Friday, July 14, 2006

It's been a long week

And I've had some trouble concentrating on my reading. So here's a short post summing things up and wishing you a happy weekend.

  • As I wrote about yesterday, I'm working my way through Vincent Carretta's biography of Olaudah Equiano who wrote a narrative about his life in slavery and after. He's a very interesting writer, dealing with a lot of important things going on in the mid to late 18C: slavery, of course, and travel, exploration, colonialism, trade, economic theory, political theory, sensibility, autobiography, dissenting Protestantism.
  • I'm also in the middle of Jose Saramago's novel Blindness, which I'm finding powerful and moving. It's unlike most novels I've read; it's a fable of some sort, and I'm still figuring out exactly what it all means. None of the characters are named, although they all feel lively and real. The sentences strike me as strange -- does anybody know why Saramago uses run-ons as he does?
  • I'm about 40 pages into Swann's Way, working my way slowly towards the goal of reading the entire Remembrance of Things Past or In Search of Lost Time, whichever you prefer. So far, I'm loving it. I like very much Proust's slow, careful descriptions of detail and nuances and moods, and I like his digressiveness, moving about in time, following one thought to the next, wherever they might go. So, I keep a list of books I've read, and I'm unsure how to count Proust. What do you think? Should the entire thing, In Search of Lost Time, count as one book, or can I count each volume separately?
  • I have also begun, but barely dented, Frances Burney's Journals and Letters. The edition I have is only selections from the journal and letters, but it quite lengthy anyway, at something like 500-600 pages. I'm still in what the editor calls her "apprenticeship" years, her late teens, and I'm impressed by the quality of thought and writing. I can see her developing her eye for the details of social life she would satirize so well in her novels.
  • Still plugging away at Jane Hirschfield's poetry, which is as good as ever. I get a good number of hits from people googling Hirschfield; she must be fairly popular.
  • Some things coming up: I'll be buying John Updike's new novel Terrorist soon for my in-person book group which should be meeting in the next month or so, and I now own a copy of H.G. Wells's The Island of Dr.
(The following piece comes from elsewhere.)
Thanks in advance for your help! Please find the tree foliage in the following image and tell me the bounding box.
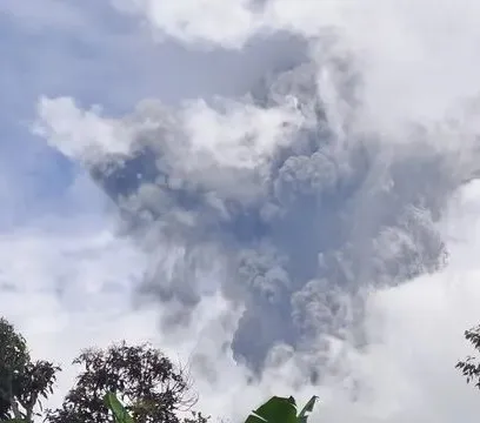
[46,341,207,423]
[0,317,60,422]
[456,324,480,388]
Moreau for the Slaves of Golconda discussion at the end of August. It sounds like a number of people will read a second Wells novel, but I'm not sure I'll have time. We'll see about that one. As for other reads? I'm not entirely sure. I like to save some of my reading choices for a spur of the moment feeling. And I don't want to give away everything that might appear around here -- to give you a reason to come back.